For best experience in desktop, zoom out the page ([CTRL + -] to 90%)

Kamis, 05 Juli 2018

Menjawab Pertanyaan Seputar Koasistensi: Koas itu makhluk apa?

Assalamualaikum warrahmatullahi wabarakatuh!
Selamat malam semuanya, senang sekali akhirnya kubisa menulis lagi.

Lagi-lagi harus vakum menulis berbulan-bulan (oke, 2 bulan, jangan lebay) karena emosi kurang stabil akibat stase pediatrik (anak) dan kekurangan energi fisik dan mental untuk menciptakan konten. Stase anak merupakan salah satu stase terluar biasa sepanjang sejarah per-koasan gue (definisi dari kata luar biasa bisa beragam ya...) dan salah satu stase yang gak akan gue lupakan karena pasien anak itu kompleks, sulit digali datanya, ringkih, dan selalu harus diobservasi ketat karena the game might change in sudden dan you lost. Semoga 10 minggu yang gue dedikasikan sedikit berarti untuk generasi bangsa ke depannya, contoh mengurangi tingkat cerebral palsy pada anak yang kejang-kejang atau kelak membuat anak yang lahir dengan extreme premature memiliki pertumbuhan dan perkembangan yang bisa keep in pace dengan anak yang lahir normal.

Makhluk ringkih :(

Setelah melewati fase hidup segan mati tak mau, akhirnya entah bagaimana caranya gue lulus dan bangkit hidup kembali. Gue mengepak segala barang yang perlu dan pindah tugas ke sebuah RS di ibukota untuk stase besar selanjutnya: Bedah. Bedah adalah salah satu stase yang cukup gue segani karena gue sedikit trauma dengan kamar operasi waktu stase obgyn. Gue akui, gue cukup sering membuat pegawai kamar operasi sebal, gerah, gelisah, was-was, panik karena gue clumsy dunia akhirat. Kikuk. Gugupan. Tremor. Apalagi kalau asistensi. Gak jarang, operator operasinya sendiri (baca: dokter yang akan membedah) ikut shalawatan kalo gue yang ikut operasi. Segitunya... Tapi gue bertekad untuk "gak papa gue diomelin terus waktu asistensi, yang penting diagnosis bener, dan pasien gue dapat dioperasi sesuai indikasi. Do no fault, do no harm."

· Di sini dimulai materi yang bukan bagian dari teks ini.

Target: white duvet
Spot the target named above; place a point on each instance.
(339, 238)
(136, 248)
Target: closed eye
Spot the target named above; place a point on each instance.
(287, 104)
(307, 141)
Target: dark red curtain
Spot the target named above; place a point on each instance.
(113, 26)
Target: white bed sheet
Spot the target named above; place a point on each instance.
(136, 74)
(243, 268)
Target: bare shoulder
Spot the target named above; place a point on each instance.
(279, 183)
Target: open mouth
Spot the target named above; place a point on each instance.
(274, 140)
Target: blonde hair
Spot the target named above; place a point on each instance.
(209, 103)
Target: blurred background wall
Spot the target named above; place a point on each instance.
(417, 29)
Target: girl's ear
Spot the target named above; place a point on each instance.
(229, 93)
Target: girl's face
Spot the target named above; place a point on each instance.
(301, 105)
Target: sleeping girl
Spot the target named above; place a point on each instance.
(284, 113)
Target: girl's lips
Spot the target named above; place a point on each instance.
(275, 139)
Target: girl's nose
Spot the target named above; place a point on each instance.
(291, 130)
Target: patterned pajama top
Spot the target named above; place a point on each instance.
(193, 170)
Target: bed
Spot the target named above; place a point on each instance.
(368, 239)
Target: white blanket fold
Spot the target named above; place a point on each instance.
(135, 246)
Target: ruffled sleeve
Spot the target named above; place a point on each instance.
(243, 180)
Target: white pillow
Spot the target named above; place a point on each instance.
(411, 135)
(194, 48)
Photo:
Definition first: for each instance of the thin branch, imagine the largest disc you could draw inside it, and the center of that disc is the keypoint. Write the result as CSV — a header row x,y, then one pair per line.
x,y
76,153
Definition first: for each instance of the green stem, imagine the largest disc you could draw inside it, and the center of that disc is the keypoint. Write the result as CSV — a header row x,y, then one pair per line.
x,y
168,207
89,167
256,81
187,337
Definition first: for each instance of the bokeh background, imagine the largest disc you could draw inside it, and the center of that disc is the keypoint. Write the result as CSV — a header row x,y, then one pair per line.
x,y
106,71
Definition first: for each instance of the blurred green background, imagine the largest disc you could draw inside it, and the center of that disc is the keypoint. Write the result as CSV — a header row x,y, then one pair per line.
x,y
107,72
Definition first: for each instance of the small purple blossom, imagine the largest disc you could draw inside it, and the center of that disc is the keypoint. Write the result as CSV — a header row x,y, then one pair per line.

My new workplace has this street with some florists around. Can you guess where?

Maka, masuklah gue ke stase bedah, perkenalan dan familiarisasi dengan lingkungan baru, orang-orang baru, cara kerja baru -- tapi semua terasa enjoyable dan gue suka tempat baru gue. 10 minggu di bedah, gue dibimbing guru-guru yang luar biasa baik, sabar (banget!), dan lucu (LHA INI YA BANGET-BANGET) serta petugas kamar operasi yang menyenangkan -- ya walaupun presentasi kasus, ujian, bimbingan, operasi semua bisa serba mendadak dan gue kudu bertransformasi jadi atlet lari sepanjang waktu, tapi I ain't complaining much. Life was kinda enjoyable.



Sebagai seorang manusia biasa yang tidak lepas dari pelukan teknologi, tentunya aku suka meng-instastory a.k.a snapgram mengenai kehidupan ini.  Beberapa ada yang nanya sih soal koas dan entah kenapa gue tergelitik untuk membuat suatu post yang menjawab pertanyaan-pertanyaan tersebut, karena kadang banyak persepsi keliru soal koas/dunia kedokteran.

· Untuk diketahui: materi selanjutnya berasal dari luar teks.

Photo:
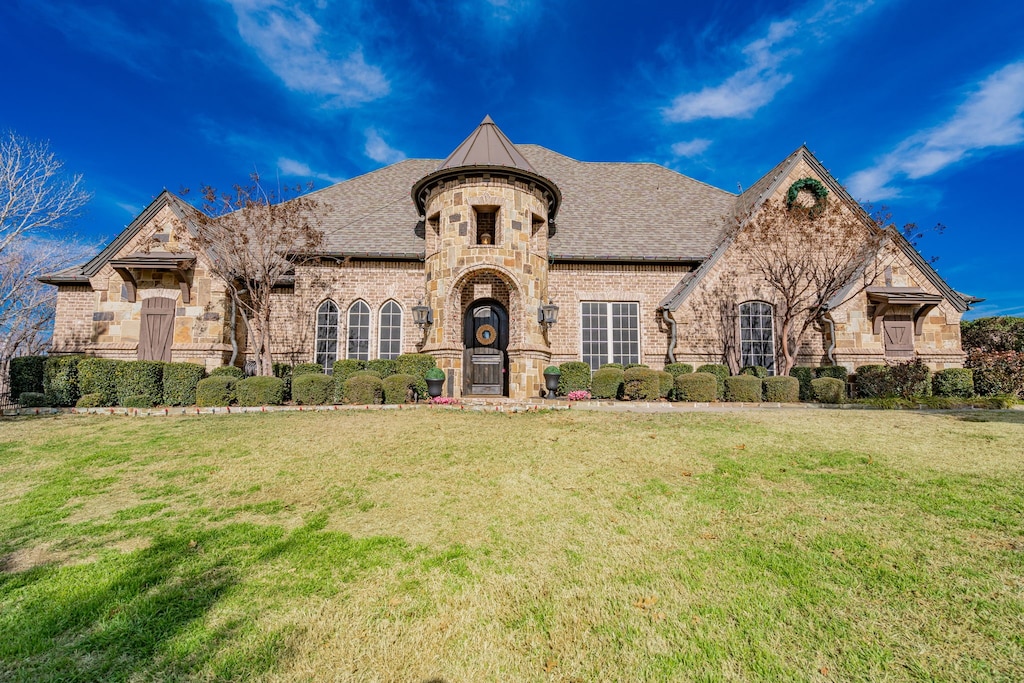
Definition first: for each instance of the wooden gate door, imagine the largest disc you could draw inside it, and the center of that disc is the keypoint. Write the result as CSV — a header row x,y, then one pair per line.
x,y
486,338
156,329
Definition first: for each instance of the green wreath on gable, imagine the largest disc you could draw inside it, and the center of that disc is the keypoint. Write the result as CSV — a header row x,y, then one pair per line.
x,y
814,186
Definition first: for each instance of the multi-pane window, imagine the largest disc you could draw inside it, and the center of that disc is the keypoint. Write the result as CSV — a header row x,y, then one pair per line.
x,y
390,331
327,335
610,332
358,331
757,335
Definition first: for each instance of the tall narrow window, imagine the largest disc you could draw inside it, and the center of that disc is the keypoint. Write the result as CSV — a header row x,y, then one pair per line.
x,y
358,331
327,335
486,225
390,331
757,335
610,332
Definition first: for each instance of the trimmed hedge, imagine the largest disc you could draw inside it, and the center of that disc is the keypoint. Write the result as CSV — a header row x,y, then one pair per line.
x,y
97,376
417,365
385,368
33,399
60,380
804,376
365,389
260,391
342,371
641,384
666,383
180,380
574,377
312,389
26,374
307,369
91,400
139,378
696,387
396,388
755,371
607,383
781,389
228,371
215,390
828,390
719,371
743,388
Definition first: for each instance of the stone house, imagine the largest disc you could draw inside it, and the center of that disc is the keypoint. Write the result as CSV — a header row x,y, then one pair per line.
x,y
513,257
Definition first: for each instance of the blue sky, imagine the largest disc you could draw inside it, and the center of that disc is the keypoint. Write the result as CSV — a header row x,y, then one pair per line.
x,y
915,103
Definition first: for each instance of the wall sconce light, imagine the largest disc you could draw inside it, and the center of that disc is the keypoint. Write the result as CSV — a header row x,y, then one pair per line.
x,y
547,314
422,315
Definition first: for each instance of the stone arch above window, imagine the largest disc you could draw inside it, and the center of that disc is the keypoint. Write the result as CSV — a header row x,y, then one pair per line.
x,y
327,335
757,335
389,327
358,331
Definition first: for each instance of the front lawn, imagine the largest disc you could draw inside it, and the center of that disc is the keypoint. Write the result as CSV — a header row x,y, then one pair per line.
x,y
457,546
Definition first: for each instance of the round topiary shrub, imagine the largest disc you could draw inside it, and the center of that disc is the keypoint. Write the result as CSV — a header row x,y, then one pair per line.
x,y
696,387
666,383
228,371
342,371
828,390
743,388
33,399
720,372
641,384
954,382
607,383
91,400
384,368
804,376
180,380
260,391
310,389
139,378
365,389
60,380
98,376
781,389
399,389
215,391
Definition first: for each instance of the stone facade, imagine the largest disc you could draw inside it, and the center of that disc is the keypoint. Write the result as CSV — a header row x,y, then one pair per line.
x,y
464,261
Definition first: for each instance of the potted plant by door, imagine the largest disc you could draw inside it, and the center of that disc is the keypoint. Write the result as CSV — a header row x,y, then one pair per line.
x,y
551,376
435,382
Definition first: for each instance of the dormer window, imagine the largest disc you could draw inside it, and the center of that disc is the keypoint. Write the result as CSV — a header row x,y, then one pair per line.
x,y
486,225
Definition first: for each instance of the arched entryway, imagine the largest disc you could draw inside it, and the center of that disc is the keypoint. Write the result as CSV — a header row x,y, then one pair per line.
x,y
485,363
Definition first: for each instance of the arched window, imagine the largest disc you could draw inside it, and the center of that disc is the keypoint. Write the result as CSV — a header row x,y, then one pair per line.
x,y
757,335
358,331
327,335
390,331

Jadilah... Inti dari post ini.
Yaudah dari pada panjang lebar tidak tentu arah -- sama kayak gebetan dunia maya kamu yang tiap hari nge-chat dan tiap malem video call tapi tetep nggak mau ngajak kamu ketemu -- let me answer some of the questions!

P.S: Most questions came from my personal DM responding to my daily instastory/snapgram content.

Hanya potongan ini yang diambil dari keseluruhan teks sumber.